If you file an objection, we will no longer process your personal data unless we can prove compelling legitimate reasons for the processing that outweigh your interests, rights and freedoms, or the processing serves the assertion, exercise or defence of legal claims.

If you revoke your consent to data processing or object to the use of the data, this will not affect the legality of the data processing until the time of revocation.

Rights to correction, deletion and restriction of processing
You also have a right to correction (Art. 16 GDPR), deletion (Art. 17 GDPR) or restriction of processing (Art. 18 GDPR) under the statutory conditions.

You can change or revoke your consent by notifying us accordingly with effect for the future.

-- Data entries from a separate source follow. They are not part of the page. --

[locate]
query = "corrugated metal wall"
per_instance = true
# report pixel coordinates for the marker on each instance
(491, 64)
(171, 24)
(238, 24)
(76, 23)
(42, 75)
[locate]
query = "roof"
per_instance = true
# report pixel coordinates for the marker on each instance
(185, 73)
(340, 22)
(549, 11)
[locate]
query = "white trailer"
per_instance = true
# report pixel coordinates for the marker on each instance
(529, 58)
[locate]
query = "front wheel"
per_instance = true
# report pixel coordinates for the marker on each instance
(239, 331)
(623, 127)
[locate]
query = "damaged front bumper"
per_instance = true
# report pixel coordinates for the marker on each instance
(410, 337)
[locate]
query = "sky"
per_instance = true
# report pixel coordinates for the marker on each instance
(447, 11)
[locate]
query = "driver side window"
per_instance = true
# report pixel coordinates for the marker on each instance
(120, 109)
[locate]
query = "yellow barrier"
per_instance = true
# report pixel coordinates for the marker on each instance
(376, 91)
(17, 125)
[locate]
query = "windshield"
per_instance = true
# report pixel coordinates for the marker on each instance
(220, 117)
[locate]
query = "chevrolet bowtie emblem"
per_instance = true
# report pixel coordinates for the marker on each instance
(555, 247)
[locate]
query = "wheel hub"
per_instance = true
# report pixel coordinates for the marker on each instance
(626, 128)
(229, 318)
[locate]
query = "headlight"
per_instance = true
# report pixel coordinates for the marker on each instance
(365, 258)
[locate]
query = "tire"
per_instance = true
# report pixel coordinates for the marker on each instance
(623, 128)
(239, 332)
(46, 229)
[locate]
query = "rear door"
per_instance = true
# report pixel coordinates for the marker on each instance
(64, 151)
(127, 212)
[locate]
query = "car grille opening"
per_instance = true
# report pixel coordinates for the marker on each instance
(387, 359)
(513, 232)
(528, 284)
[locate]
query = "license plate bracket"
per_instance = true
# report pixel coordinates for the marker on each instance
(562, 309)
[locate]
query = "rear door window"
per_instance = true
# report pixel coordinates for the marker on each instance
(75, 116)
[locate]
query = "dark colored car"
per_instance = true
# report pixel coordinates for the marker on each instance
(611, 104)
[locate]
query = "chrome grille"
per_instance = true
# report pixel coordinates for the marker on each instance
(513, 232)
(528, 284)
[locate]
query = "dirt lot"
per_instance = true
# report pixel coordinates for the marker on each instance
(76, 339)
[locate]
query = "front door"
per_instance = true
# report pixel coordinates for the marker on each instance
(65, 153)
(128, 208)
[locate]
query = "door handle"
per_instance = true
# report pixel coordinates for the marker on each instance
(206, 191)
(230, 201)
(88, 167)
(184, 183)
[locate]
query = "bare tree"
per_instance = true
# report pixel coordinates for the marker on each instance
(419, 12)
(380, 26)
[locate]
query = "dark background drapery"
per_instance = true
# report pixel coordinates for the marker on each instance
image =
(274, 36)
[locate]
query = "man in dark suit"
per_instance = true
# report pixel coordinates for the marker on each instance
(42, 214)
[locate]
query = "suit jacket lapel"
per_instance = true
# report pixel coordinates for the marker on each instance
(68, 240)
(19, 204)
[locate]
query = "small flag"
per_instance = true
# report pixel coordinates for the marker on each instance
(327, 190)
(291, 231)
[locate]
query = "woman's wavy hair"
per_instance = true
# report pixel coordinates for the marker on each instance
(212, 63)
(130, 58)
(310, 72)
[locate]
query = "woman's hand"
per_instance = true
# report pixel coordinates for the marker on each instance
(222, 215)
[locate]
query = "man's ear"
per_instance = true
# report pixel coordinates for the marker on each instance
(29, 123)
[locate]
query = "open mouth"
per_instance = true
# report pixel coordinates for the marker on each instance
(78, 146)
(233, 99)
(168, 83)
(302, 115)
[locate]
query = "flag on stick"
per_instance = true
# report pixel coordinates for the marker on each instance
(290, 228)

Rights to data transferability and complaints
In addition, you also have the right to data transferability in accordance with Art. 20 GDPR and the right to lodge a complaint with a data protection supervisory authority within the meaning of Art. 77 GDPR. The latter may be requested, for example, from the Berlin representative responsible for data protection and freedom of information, Friedrichstr. 219, 10969 Berlin, Phone: +49 30 13889-0, Fax: +49 30 2155050, Email: (see also

To exercise the aforementioned rights, please send an email to info(at) or use the other contact options mentioned in the imprint of our website.
Please note that this data protection declaration only applies to the website of EPRD gGmbH. Other data protection and data security regulations may apply to the linked external content. You can find out who is responsible for the respective offer in the imprint.